Anmerkung: Wir haben die Anschauungen X und Y als zwei Bestimmungen des Gemüts aufgestellt, wir mussten dies //105// tun, um in das Mannigfache, das vor uns lag, eine deutliche Einsicht zu bekommen, weil wir nur diskursiv denken können. Im menschlichen Geiste kommen diese Bestimmungen nicht so abgesondert vor. Erst in der Anschauung X (soweit wir jetzt sind, denn es wird sich zeigen, dass dies nicht zureicht) kommt ein Ich vor, also auch in ihr erst kann Y oder das Ding vorkommen; sonst müsste ein Ding sein, ohne dass Ich wäre, beides ist absurd. X und Y machen daher nicht zwei Zustände, sondern zwei Bestimmungen ein und desselben Zustandes aus.
Die Behauptung, aus dem Gefühle erfolgt ohne unser Zutun eine Anschauung, wäre transzendent. Es wird aber nur behauptet, das Ich muss nach den Vernunftgesetzen es so ansehen.

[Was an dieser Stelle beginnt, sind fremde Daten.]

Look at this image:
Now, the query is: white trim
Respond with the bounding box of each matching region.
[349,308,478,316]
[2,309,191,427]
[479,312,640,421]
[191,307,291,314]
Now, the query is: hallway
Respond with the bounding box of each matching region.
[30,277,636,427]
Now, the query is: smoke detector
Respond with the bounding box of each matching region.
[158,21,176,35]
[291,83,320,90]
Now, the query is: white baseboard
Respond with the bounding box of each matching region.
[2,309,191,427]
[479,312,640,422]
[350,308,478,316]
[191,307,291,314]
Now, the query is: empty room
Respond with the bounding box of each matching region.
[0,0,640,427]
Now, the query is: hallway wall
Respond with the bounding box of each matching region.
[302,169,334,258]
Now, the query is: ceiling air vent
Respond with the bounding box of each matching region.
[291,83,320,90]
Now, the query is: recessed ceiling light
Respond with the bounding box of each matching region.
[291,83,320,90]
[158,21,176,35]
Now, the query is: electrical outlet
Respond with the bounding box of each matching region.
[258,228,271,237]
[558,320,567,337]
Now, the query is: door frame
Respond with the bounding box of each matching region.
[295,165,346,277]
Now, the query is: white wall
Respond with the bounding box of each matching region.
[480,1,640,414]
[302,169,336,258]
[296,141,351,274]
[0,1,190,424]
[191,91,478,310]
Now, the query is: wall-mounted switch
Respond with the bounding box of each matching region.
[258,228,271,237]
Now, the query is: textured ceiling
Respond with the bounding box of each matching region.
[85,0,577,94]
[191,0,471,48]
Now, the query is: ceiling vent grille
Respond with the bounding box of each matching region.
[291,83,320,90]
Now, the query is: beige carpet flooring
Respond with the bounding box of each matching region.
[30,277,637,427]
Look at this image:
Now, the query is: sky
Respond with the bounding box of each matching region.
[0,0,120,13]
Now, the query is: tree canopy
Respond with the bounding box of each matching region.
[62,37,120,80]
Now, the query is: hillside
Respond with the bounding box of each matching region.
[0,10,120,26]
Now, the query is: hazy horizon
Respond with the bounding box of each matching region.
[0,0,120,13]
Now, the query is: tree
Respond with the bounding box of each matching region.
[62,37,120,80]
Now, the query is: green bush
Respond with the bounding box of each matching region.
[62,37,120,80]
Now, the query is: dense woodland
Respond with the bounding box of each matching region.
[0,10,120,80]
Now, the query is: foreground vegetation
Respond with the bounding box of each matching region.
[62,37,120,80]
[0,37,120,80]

Der Brief Jacobis wird ihn an diesem Punkt aus der Bahn werfen, und in der Bestimmung des Menschen tut er daher stattdessen einen Sprung ('proiectio per hiatum irrationalem', wie er es polemisch bei Jacobi nennt), nämlich die existenzialistische Rettung im 'Glauben' - nicht aus Gründen, sondern wg. eines Motivs.
Zuvörderst, das Objekt ist ein solches, welches ein bestimmtes Gefühl erregt. z. B. grün, rot. Dies Prädikat, das dem Gegenstande beigelegt wird (z. B. es ist rot), wird nicht mehr angeschaut, sondern bloß gefühlt, und die Verknüpfung desselben mit dem Gegenstande geschieht in einem Zustand des Gemüts.
Ferner kommt dem Objekte zu der Charakter eines Objekts überhaupt; dass angeschaut wird, dass es der idealen Tätigkeit vorschwebt, dies gilt von allen Objekten, sowohl eingebildeten als reellen. Denn der eigentliche Charakter des Objekts, der Realität, [ist,] dass es gesetzt ist zufolge des Gefühls. Von den übrigen Eigenschaften, sie ihm etwa noch zukommen können (z. B. Ausdehnung im Raume), [reden wir] in der Zukunft. Dass ein Objekt im Raume ist und in demselben einen Ort einnimmt, dies folgt aus der Anschauung, das Geühl aber ist in uns und wird auf den Gegenstand, der außer uns sein soll, übertragen. Der äußere Gegenstand ist Deutung unseres Gefühls.
In der Wahrheit kommt sonach das Ich ungeteilt vor, gleichsam als ein System, wo aus einem alles andre notwendig folgt. Aus dem Zustande des Gefühls folgt eine gewisse Anschauung, und dies ist Wahrheit. Wenn ich mir aber etwas erdichte, so geht der Zustand des Gefühls und der Anschauung jedes seinen eigenen Weg, in sofern ist das Ideale und das Fühlende gleichsam von einander gerissen, und dann ist meine Vorstellung keine Wahrheit. Wahrheit ist Übereinstimmung mit uns selbst, Harmonie.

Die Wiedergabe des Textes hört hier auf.